British Pound vs. Euro Exchange Rate Week Ahead Forecast: Firm Start but Predisposed to Further Weakness
Image © IRStone, Adobe Stock
- Pound opens new week firmer
- GBP/EUR is still fragile as it is below 1.1600
- Pair could be forming bearish topping pattern
- Pound to be driven by BOE meeting; Euro by GDP
The Pound-to-Euro exchange rate trades higher at the start of the new week having been quoted at 1.1592 at the time of writing.
The week ahead will be a relatively busy one for Sterling owing to the Bank of England policy meeting and Inflation Report on Thursday. Also on Thursday are local government elections where Prime Minister Theresa May's Conservatives are widely expected to suffer a drubbing.
The Pound remains a politically-charged currency and therefore the implications for May's leadership of a heavy defeat for the Conservatives could have implications for the currnecy.
From a technical perspective, the decline below the key 1.1600 range highs has changed the outlook from 2019's bullish feel to a more neutral one.

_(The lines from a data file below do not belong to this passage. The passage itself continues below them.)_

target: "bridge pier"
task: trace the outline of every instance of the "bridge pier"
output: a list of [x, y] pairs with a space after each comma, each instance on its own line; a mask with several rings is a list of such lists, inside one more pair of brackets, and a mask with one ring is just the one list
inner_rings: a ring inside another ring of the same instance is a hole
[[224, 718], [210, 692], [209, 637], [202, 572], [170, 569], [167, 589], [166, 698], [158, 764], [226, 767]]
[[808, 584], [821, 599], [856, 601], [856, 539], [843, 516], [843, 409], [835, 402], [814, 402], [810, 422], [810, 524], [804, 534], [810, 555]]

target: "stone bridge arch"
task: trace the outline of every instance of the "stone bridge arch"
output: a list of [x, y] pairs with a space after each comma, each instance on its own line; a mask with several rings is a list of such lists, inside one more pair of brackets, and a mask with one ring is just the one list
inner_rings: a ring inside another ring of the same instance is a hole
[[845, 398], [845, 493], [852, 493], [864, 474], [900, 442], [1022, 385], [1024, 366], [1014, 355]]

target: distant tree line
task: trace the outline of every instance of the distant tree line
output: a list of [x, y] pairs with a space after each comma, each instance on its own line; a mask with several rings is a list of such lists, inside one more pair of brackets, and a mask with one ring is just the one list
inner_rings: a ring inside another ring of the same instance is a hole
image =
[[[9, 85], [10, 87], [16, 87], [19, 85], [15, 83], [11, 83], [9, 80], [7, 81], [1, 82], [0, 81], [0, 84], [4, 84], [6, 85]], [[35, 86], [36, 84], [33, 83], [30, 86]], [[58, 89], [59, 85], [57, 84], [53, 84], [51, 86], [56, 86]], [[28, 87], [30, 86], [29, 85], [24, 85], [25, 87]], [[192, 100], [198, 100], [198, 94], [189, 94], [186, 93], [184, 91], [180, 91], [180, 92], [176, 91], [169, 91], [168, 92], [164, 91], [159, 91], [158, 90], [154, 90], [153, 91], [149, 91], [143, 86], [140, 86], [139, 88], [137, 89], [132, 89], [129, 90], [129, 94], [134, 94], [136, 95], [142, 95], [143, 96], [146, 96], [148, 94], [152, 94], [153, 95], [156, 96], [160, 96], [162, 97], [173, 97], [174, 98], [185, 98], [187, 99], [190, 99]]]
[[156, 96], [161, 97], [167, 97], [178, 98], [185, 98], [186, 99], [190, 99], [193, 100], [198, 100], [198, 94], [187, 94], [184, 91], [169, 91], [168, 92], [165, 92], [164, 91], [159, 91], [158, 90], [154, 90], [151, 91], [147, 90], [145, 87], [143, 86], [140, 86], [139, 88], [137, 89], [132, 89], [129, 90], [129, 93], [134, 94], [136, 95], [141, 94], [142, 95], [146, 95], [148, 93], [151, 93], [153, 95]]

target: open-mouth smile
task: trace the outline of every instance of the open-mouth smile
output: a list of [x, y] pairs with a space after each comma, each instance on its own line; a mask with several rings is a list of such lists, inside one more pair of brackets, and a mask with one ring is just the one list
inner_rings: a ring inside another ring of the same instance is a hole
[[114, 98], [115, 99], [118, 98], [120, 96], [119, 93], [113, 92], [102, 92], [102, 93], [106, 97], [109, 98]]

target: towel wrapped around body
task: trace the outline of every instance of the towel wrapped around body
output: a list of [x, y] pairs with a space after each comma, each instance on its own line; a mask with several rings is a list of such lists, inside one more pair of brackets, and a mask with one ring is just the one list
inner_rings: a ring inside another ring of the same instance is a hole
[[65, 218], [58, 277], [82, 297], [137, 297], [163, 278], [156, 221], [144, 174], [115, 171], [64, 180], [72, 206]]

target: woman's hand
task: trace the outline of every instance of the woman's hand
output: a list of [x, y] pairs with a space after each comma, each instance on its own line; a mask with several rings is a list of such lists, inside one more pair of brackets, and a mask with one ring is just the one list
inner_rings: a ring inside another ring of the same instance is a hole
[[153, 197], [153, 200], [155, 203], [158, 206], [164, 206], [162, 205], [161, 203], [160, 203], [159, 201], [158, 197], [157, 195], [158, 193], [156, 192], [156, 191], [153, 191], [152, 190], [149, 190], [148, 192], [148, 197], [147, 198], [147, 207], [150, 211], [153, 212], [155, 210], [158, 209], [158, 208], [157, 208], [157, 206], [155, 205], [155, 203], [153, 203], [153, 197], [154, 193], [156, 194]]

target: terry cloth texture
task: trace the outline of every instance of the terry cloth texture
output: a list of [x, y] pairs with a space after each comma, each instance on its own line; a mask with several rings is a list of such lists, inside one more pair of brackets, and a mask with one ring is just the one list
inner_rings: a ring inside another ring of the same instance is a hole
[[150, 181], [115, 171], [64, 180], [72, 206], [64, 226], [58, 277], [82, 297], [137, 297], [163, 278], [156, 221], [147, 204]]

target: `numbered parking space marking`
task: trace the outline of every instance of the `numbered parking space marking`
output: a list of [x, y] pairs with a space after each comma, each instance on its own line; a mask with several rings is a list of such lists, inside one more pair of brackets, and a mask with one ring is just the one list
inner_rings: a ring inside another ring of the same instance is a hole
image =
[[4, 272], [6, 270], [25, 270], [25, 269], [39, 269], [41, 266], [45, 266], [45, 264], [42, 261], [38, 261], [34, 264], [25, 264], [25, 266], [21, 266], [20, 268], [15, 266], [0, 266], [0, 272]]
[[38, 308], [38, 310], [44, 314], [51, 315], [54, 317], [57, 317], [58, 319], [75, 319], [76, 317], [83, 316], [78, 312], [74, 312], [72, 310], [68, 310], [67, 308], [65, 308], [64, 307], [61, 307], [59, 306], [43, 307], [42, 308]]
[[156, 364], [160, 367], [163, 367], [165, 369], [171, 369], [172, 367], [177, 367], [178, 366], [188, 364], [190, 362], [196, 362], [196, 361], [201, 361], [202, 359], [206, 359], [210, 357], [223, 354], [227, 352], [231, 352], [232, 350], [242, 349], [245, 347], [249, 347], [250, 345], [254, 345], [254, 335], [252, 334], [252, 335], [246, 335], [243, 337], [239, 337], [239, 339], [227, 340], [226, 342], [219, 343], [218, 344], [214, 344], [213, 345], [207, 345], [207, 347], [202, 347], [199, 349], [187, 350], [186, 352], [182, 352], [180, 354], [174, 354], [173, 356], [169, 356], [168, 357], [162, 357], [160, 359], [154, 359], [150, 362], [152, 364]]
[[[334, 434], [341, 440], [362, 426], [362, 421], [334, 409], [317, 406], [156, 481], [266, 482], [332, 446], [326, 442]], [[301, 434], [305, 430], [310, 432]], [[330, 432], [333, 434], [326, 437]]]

The pair experienced four down-weeks in a row following the March peak which is a negative sign that predisposes it to further weakness.
Downside momentum, however, as measured by RSI, is not particularly strong, either on the weekly or daily charts, suggesting a risk that the move lower in April may simply be a pull-back rather than a reversal.
The pattern which has formed at the highs on the daily chart is quite probably of a topping variety. It looks like a bearish double top or a fulcrum. A break below the 1.1463, March 21 lows - or the pattern ‘neckline’ - would supply confirmation of more downside.
Such a break would probably herald a deeper decline to the next major target at 1.1350 where the 50-week MA is situated and likely to provide support. This could happen in the next 1-3 weeks.
The pair rose back up towards the 1.1600 range highs again last week. It established a set of higher highs and lows on the 4hr chart in the process. If it breaks above the 1.1595 highs it will establish another set of higher highs and lows, which would provide evidence of a reversal in the trend.
Although a break back above these highs would potentially flip the trend bullish again, the the 50-day MA at 1.1612 would probably provide fierce resistance requiring a clear break above - confirmed by a move above 1.1640 - to establish a new uptrend, targeting 1.1700 initially. This could happen in the next 1-2 weeks.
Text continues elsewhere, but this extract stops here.